For walking forward the measured speed of the initial parameter set was 40 cm/s. The resulting parameters obtained by optimization using APPSPACK was measured at an average speed of 43 cm/s. Thus yielding an improvement in the walking speed of about 7.5%. This result was achieved after evaluating 83 parameter sets in about half an hour optimization time. When optimizing the turning motion of the robot, the turning speed could be increased about 50% from 120 deg/s to 180 deg/s without losing the ball while turning. Finding this result required 206 parameter set evaluations which took about 45 minutes.
The resulting walking motions can be observed in two short videos. One demonstrating forward walking, the other demonstrating turning with grabbed ball. The robot on top is performing the optimized motion, the robot below is using the initial parameter set.As quality or objective function value of a walking motion we measure the distance the robot covers, when it starts walking with a small step length and increases it linearly during the experiment until the robot falls or reaches a final step length.
During the numerical online optimization the real-valued parameters influencing the main characteristics of the walking behavior of the robot are varied to maximize the defined objective function.
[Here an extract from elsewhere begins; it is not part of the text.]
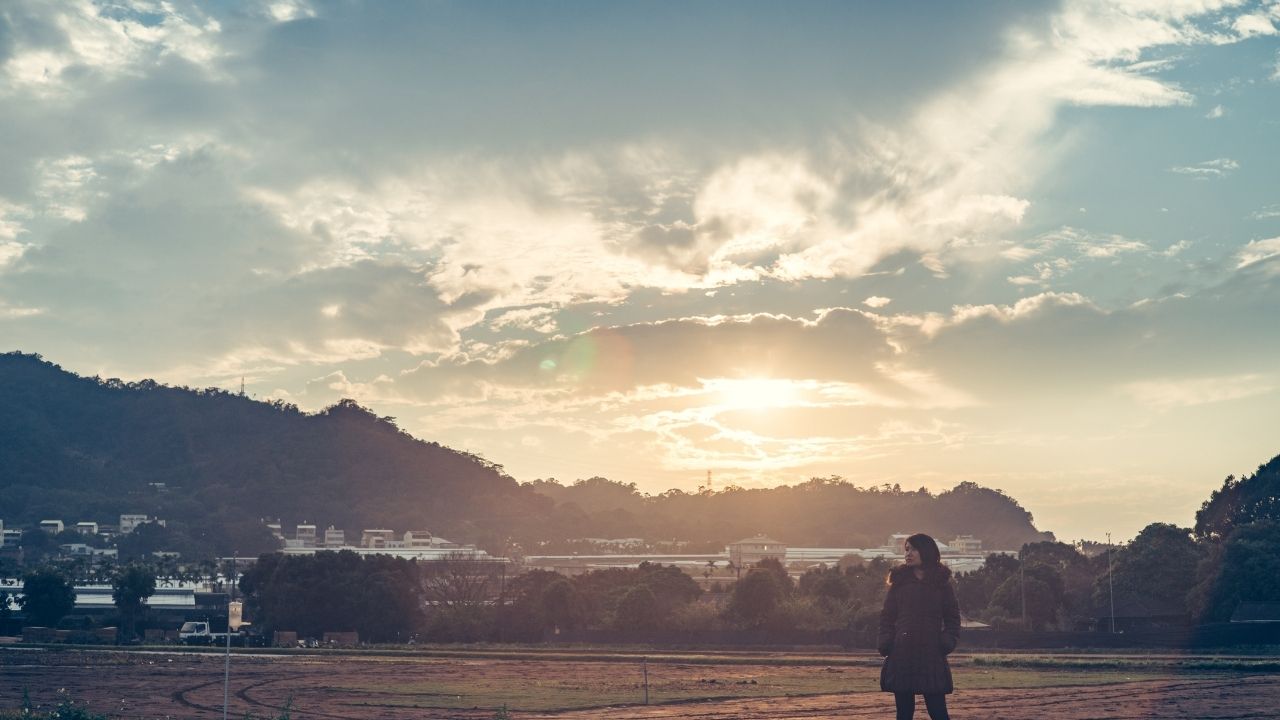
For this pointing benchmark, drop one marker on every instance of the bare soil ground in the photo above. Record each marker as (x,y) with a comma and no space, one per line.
(154,684)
The robot is included as hardware-in-the-loop for the walking experiment to evaluate the objective function. In this context a non deterministic black-box optimization problem arises, where besides of a noise function value no further information, especially no objective gradients, is provided. By this definition of the objective function, it is not necessary to formulate additional constraints for maintaining walking stability and incorporate them explicitly into the definition of the optimization problem. The only constraints to be considered are the constant lower and upper bounds on the optimization parameters.
We start the optimization process with one experiment, where the parameters are chosen by expert knowledge to provide a stable, initial walking motion (video). An initial set of experiments is generated around the initial motion by varying each parameter on its own. This set builds the basis points for the use of design and analysis of computer experiments, which is applied to approximate the original objective function on the whole feasible parameter domain. A sequential quadratic programming method is applied next to compute the maximizer of the resulting surrogate function. The objective function value for this maximizer is determined by performing the corresponding walking experiment with the robot. If the distance of a found maximizer to a point already evaluated by experiments falls below a defined limit, not the actual maximizer, but the maximizer of the expected mean square error of the surrogate function is searched, evaluated, and added to the set of basis points for approximation. This procedure improves the approximation quality of the surrogate function in unexplored regions of the parameter domain and provides not to get stuck in a local maximum. After a new point is added, a new surrogate function is approximated, and the optimization starts again. From our experience this approach for online optimization of walking speed is much more ecient then genetic or evolutionary algorithms which are usually applied to cope with the robust minimization of noisy functions.The solutions found during the optimization were successively adjusted by setting up a constant step length and step time dependent on different floor coverings. The results of this approach are a stable walking motion with a speed of 30 cm/sec for the HR18 robot prototype (video) and a stable walking motion with a speed of more than 40 cm/sec for an improved hardware design of the HR18 robot ("Bruno") (video), which is so far the fastest motion reported for a humanoid robot in the kid size league of RoboCup.